Click here to [close]

Thursday, July 1, 2010

Arsis - Désordres (Circum-Disc, 2010) ****

If you like Jim Black's Alasnoaxis, or Chris Speed's "Yeah No", or Tyft, you will possibly like this album too. This French quartet, consisting of Ivann Cruz on guitar, Christian Provost on trumpet, Charles Duytschaever on drums and Mathieu Millet on bass, finds a wonderful balance between improvised jazz, a rock attitude and approach, spiced up by some adventurous excursions in to sonoric possibilities.

Like with Jim Black, the album starts quite nice and sweet, with soft trumpet over plucked folksy guitar chords, and once you're sucked into this welcome universe of warm sentiments, almost lulled to sleep by the predictability of what comes next, a short pause announces a tempo change, rapid beats and a wildly distorted trumpet, while the guitar keeps playing its nice chord changes.

The next five tracks form one long suite, starting with eery electronic sounds, gradually shifting into one long tone, changing into a high speed fusion-like long unison succession of phrases by guitar and trumpet, the basis for some long and aggressive expansive soloing, yet slowing down again for trumpet and arco bass repeating the initial theme. You get the gist: four guys with great technical skills, having fun while sufficiently daring to look for innovative angles.

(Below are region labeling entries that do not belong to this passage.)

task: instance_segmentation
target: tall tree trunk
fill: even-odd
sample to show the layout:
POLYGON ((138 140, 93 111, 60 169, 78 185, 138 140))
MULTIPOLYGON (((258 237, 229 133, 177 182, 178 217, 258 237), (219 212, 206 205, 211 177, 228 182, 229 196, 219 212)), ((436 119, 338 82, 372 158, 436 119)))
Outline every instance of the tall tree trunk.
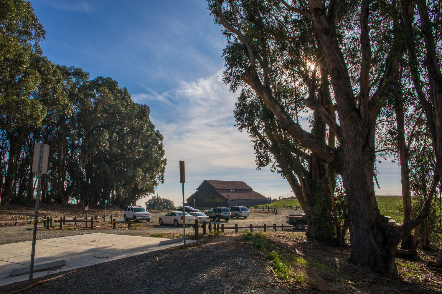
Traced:
MULTIPOLYGON (((397 129, 397 143, 399 149, 400 160, 400 176, 402 186, 402 206, 404 208, 404 222, 411 220, 413 217, 412 211, 412 198, 410 191, 410 178, 408 175, 408 152, 405 143, 404 132, 404 101, 398 102, 396 109, 396 126, 397 129)), ((412 248, 412 237, 411 232, 408 232, 403 238, 400 248, 410 249, 412 248)))

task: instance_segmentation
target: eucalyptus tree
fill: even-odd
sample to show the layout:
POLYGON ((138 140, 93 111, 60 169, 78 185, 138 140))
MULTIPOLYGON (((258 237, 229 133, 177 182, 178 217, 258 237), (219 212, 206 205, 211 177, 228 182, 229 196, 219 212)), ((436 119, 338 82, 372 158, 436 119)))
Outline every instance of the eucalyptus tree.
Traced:
POLYGON ((399 30, 402 21, 399 11, 401 3, 317 0, 293 1, 291 4, 285 1, 215 0, 209 3, 215 22, 225 28, 224 33, 237 40, 241 50, 236 58, 247 61, 247 65, 235 73, 236 80, 225 82, 253 89, 283 130, 339 173, 348 205, 351 262, 397 276, 394 263, 397 246, 428 215, 430 205, 427 198, 415 218, 393 227, 379 213, 373 187, 376 122, 385 100, 397 89, 399 62, 404 50, 399 30), (257 36, 255 27, 244 17, 247 10, 257 11, 255 15, 272 15, 276 22, 285 18, 311 24, 311 34, 318 41, 323 53, 317 56, 317 62, 324 58, 339 123, 319 103, 317 96, 308 97, 305 103, 334 133, 338 148, 304 130, 286 111, 271 86, 267 61, 257 46, 259 38, 264 38, 262 42, 271 43, 276 38, 303 36, 289 35, 291 32, 282 27, 280 34, 270 36, 273 39, 266 37, 266 31, 257 36))

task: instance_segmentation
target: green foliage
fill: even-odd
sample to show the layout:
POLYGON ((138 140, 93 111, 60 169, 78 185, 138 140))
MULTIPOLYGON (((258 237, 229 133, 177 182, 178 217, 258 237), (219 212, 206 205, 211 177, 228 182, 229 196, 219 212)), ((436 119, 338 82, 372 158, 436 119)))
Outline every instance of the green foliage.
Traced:
POLYGON ((149 107, 110 78, 55 65, 30 2, 0 1, 0 182, 4 202, 34 193, 34 145, 49 144, 42 200, 123 206, 164 182, 163 137, 149 107))
POLYGON ((243 235, 244 239, 249 241, 252 246, 260 251, 271 252, 278 249, 274 243, 259 233, 250 233, 244 231, 243 232, 243 235))
MULTIPOLYGON (((413 217, 416 216, 420 212, 423 205, 423 197, 415 196, 412 198, 412 207, 413 209, 413 217)), ((441 198, 438 197, 436 201, 431 202, 431 207, 428 216, 430 224, 430 243, 433 248, 442 248, 442 204, 441 198)), ((419 230, 419 240, 420 244, 423 244, 425 240, 425 229, 423 223, 419 230)))
POLYGON ((175 205, 171 200, 161 198, 160 196, 158 197, 154 196, 152 199, 149 199, 146 204, 146 206, 149 209, 164 209, 164 208, 174 209, 175 207, 175 205))
POLYGON ((286 279, 290 274, 290 269, 283 263, 278 257, 278 254, 274 251, 266 255, 264 259, 268 261, 269 265, 273 269, 273 271, 280 278, 286 279))

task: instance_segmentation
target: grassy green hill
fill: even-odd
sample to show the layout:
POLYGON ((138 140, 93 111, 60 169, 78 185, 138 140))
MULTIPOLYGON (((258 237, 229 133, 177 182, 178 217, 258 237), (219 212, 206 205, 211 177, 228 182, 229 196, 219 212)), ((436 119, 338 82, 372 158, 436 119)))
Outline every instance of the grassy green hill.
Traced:
MULTIPOLYGON (((380 209, 381 214, 385 216, 391 216, 393 220, 396 220, 400 223, 402 223, 403 217, 402 213, 399 211, 398 206, 402 205, 402 197, 399 195, 377 195, 376 200, 377 201, 377 205, 380 209)), ((299 202, 297 199, 284 199, 278 200, 272 202, 271 205, 292 205, 300 207, 299 202)), ((265 205, 260 205, 265 206, 265 205)))

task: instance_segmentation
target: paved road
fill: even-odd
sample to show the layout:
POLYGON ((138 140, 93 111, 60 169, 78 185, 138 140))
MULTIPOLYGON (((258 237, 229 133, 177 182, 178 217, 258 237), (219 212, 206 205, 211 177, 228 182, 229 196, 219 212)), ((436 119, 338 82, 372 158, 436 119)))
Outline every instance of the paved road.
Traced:
MULTIPOLYGON (((268 227, 270 227, 274 223, 276 223, 278 226, 280 226, 281 223, 286 223, 286 215, 288 214, 294 214, 299 213, 300 211, 295 210, 294 209, 278 209, 278 211, 282 213, 277 215, 267 213, 251 213, 250 216, 247 219, 244 218, 230 219, 229 221, 226 222, 225 220, 221 220, 219 222, 213 221, 213 223, 220 224, 220 227, 221 224, 224 224, 225 227, 235 227, 235 224, 237 223, 238 227, 249 227, 251 223, 252 223, 254 226, 263 226, 264 223, 266 223, 268 227)), ((167 212, 166 212, 167 213, 167 212)), ((138 235, 141 236, 147 236, 150 234, 154 233, 181 233, 183 231, 183 227, 175 227, 172 225, 163 225, 159 226, 158 225, 158 219, 160 216, 165 214, 164 212, 152 214, 152 218, 151 220, 156 222, 151 222, 146 223, 144 221, 139 222, 141 224, 141 227, 137 230, 125 230, 125 234, 130 235, 138 235)), ((122 217, 117 218, 118 221, 123 220, 122 217)), ((39 227, 42 227, 42 225, 39 225, 39 227)), ((9 244, 11 243, 16 243, 18 242, 23 242, 29 241, 32 239, 32 226, 17 226, 13 227, 7 227, 0 228, 0 245, 9 244)), ((193 231, 193 228, 187 227, 186 231, 192 232, 193 231)), ((240 231, 243 231, 244 229, 240 230, 240 231)), ((263 229, 254 229, 254 231, 263 231, 263 229)), ((91 234, 99 231, 98 229, 95 230, 79 230, 77 231, 72 230, 39 230, 37 233, 37 238, 38 238, 39 235, 41 234, 44 234, 44 238, 53 238, 56 237, 65 237, 66 236, 72 236, 80 233, 81 234, 91 234)), ((225 231, 233 231, 234 230, 226 230, 225 231)), ((108 233, 112 233, 113 230, 103 230, 103 232, 108 233)))

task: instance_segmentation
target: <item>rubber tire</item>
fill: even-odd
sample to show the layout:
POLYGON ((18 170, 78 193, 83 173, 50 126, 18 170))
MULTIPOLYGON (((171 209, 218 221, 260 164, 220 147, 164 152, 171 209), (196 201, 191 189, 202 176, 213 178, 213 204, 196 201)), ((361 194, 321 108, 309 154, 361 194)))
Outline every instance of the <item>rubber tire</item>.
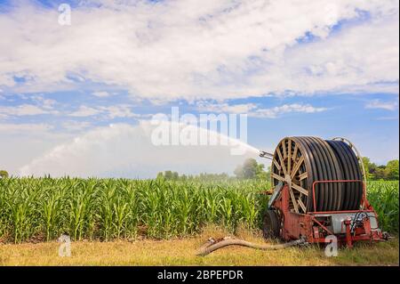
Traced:
POLYGON ((276 239, 280 237, 280 222, 275 210, 267 210, 264 214, 262 234, 264 239, 276 239))

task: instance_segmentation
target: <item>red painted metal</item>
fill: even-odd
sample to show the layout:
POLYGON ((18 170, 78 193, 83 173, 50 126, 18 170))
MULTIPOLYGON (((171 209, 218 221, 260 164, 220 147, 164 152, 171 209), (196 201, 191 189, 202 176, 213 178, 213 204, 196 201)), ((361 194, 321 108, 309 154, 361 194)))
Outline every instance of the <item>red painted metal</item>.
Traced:
MULTIPOLYGON (((314 208, 316 207, 315 200, 315 185, 322 183, 363 183, 359 180, 340 180, 340 181, 316 181, 313 184, 313 205, 314 208)), ((347 210, 347 211, 325 211, 325 212, 309 212, 306 214, 300 214, 292 212, 289 207, 290 204, 290 194, 287 184, 284 185, 282 188, 279 197, 275 200, 273 207, 279 212, 280 222, 281 222, 281 237, 285 240, 297 239, 300 238, 305 238, 309 243, 324 243, 325 238, 328 235, 333 235, 327 226, 326 223, 329 218, 324 216, 324 215, 335 215, 342 213, 373 213, 375 217, 377 217, 376 212, 373 210, 372 207, 368 203, 365 198, 365 186, 363 183, 363 209, 360 210, 347 210), (317 218, 319 220, 317 220, 317 218), (325 218, 325 219, 324 219, 325 218)), ((316 209, 314 209, 316 210, 316 209)), ((377 219, 378 223, 378 219, 377 219)), ((371 223, 369 218, 364 218, 362 221, 362 226, 359 226, 351 231, 351 221, 345 220, 342 226, 346 227, 346 233, 335 235, 338 239, 338 242, 340 244, 345 244, 348 247, 352 247, 355 241, 359 240, 370 240, 370 241, 379 241, 383 239, 382 233, 380 230, 372 230, 371 228, 371 223)), ((374 228, 375 229, 375 228, 374 228)))
MULTIPOLYGON (((365 203, 365 183, 361 180, 337 180, 337 181, 315 181, 313 183, 313 207, 314 213, 320 213, 316 211, 316 184, 318 183, 361 183, 363 184, 363 201, 365 203)), ((357 211, 357 210, 356 210, 357 211)), ((342 211, 344 212, 344 211, 342 211)), ((348 211, 349 212, 349 211, 348 211)))

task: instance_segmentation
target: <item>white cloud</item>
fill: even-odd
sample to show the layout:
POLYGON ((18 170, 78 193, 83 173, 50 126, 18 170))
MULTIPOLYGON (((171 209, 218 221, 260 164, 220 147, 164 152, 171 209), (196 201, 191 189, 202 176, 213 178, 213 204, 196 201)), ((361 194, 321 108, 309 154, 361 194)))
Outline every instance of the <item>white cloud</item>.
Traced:
POLYGON ((125 104, 88 107, 82 105, 78 110, 68 114, 70 117, 92 117, 96 115, 103 115, 107 118, 113 119, 116 118, 139 118, 140 115, 134 114, 131 110, 131 106, 125 104))
POLYGON ((71 132, 80 132, 89 128, 92 124, 88 121, 67 120, 62 122, 62 127, 71 132))
POLYGON ((210 111, 216 113, 244 113, 249 117, 276 118, 280 115, 296 112, 296 113, 314 113, 327 110, 327 108, 316 108, 310 104, 292 103, 284 104, 278 107, 268 109, 259 108, 255 103, 233 104, 224 103, 210 103, 207 101, 200 101, 198 104, 200 111, 210 111))
POLYGON ((53 127, 48 124, 0 124, 0 131, 2 134, 20 134, 20 133, 31 133, 37 134, 42 132, 47 132, 53 127))
POLYGON ((398 92, 398 1, 97 2, 74 8, 68 27, 28 2, 0 14, 0 86, 84 78, 155 101, 398 92), (308 32, 320 40, 299 45, 308 32))
POLYGON ((99 91, 99 92, 93 92, 92 93, 92 95, 99 98, 107 98, 112 95, 110 93, 106 91, 99 91))
POLYGON ((168 169, 185 174, 231 173, 245 158, 258 156, 256 150, 232 156, 229 146, 220 145, 155 146, 151 142, 155 127, 142 121, 136 126, 118 124, 97 128, 54 147, 22 166, 19 173, 140 178, 155 177, 168 169))
POLYGON ((197 110, 200 111, 216 112, 216 113, 248 113, 250 110, 257 108, 255 103, 228 104, 210 103, 208 101, 198 101, 197 110))
POLYGON ((116 118, 139 118, 139 115, 134 114, 131 110, 129 105, 115 105, 108 107, 100 107, 99 110, 105 111, 107 117, 110 119, 116 118))
POLYGON ((56 110, 48 110, 31 104, 21 104, 12 107, 0 106, 0 116, 36 116, 40 114, 56 114, 56 110))
POLYGON ((279 107, 270 109, 258 109, 250 113, 249 116, 256 118, 276 118, 280 115, 291 112, 296 113, 314 113, 327 110, 327 108, 316 108, 310 104, 284 104, 279 107))
POLYGON ((365 109, 381 109, 386 110, 396 110, 398 109, 397 101, 380 101, 380 100, 373 100, 365 104, 365 109))
POLYGON ((93 109, 93 108, 86 107, 86 106, 80 106, 78 110, 69 113, 68 116, 78 117, 78 118, 92 117, 92 116, 98 115, 100 112, 101 112, 101 110, 99 110, 97 109, 93 109))

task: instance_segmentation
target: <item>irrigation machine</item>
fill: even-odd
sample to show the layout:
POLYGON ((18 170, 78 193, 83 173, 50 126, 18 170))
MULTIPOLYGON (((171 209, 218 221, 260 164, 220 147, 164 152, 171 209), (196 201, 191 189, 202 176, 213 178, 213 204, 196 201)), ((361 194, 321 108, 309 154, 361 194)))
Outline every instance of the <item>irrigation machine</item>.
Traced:
POLYGON ((286 137, 274 154, 260 156, 272 159, 266 238, 324 243, 335 236, 351 247, 356 241, 388 237, 366 199, 362 157, 348 140, 286 137))

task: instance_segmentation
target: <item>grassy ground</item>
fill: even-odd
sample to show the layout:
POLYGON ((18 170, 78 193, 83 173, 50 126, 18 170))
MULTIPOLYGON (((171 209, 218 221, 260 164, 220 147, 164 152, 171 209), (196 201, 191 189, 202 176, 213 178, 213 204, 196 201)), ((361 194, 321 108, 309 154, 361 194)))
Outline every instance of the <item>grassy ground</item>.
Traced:
MULTIPOLYGON (((196 256, 198 247, 210 236, 172 240, 79 241, 72 242, 70 257, 58 256, 60 243, 0 244, 0 265, 399 265, 398 238, 388 242, 358 244, 341 248, 337 257, 326 257, 317 246, 260 251, 228 247, 207 256, 196 256)), ((259 236, 239 236, 264 243, 259 236)))

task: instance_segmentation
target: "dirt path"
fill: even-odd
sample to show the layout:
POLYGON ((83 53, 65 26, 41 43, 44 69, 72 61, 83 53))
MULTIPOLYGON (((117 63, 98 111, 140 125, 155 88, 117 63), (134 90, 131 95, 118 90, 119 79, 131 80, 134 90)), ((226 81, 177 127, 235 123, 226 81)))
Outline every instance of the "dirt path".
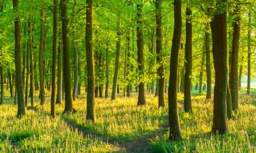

Yes, the entertainment factor is high : they seek effects, whether in the all too obvious contrasts between speed and slowness, noise and calm, the predictability of some of the changes, the demonstration of their instrumental prowess or their rapid-fire interplay. That's part of the fun. Yet they add more to this. This is - luckily! - not fusion!

The music is clever, and puts you on the wrong foot regularly, and they do bring some strong powerful music, with nice compositions, with real drive and emotional delivery. The long "Volte Face", for instance, is a strong piece full of agony and distress, full of avant-garde explorative power, and ending in refined resignation, majestically supported by the arco bass, then shifting to chaos, which turns into a kind of heavy metal unison line between drums and guitar, in stark contrast with the slow trumpet playing.

Relatively accessible, but with sharp fangs. 

Listen and buy from Circum-Disc.

© stef

1 comments:

joesh said...

They should maybe think of a name change as they'll be in competition with ARSIS ........ a very heavy metal American band! Of course, they could be one and the same, although I think not.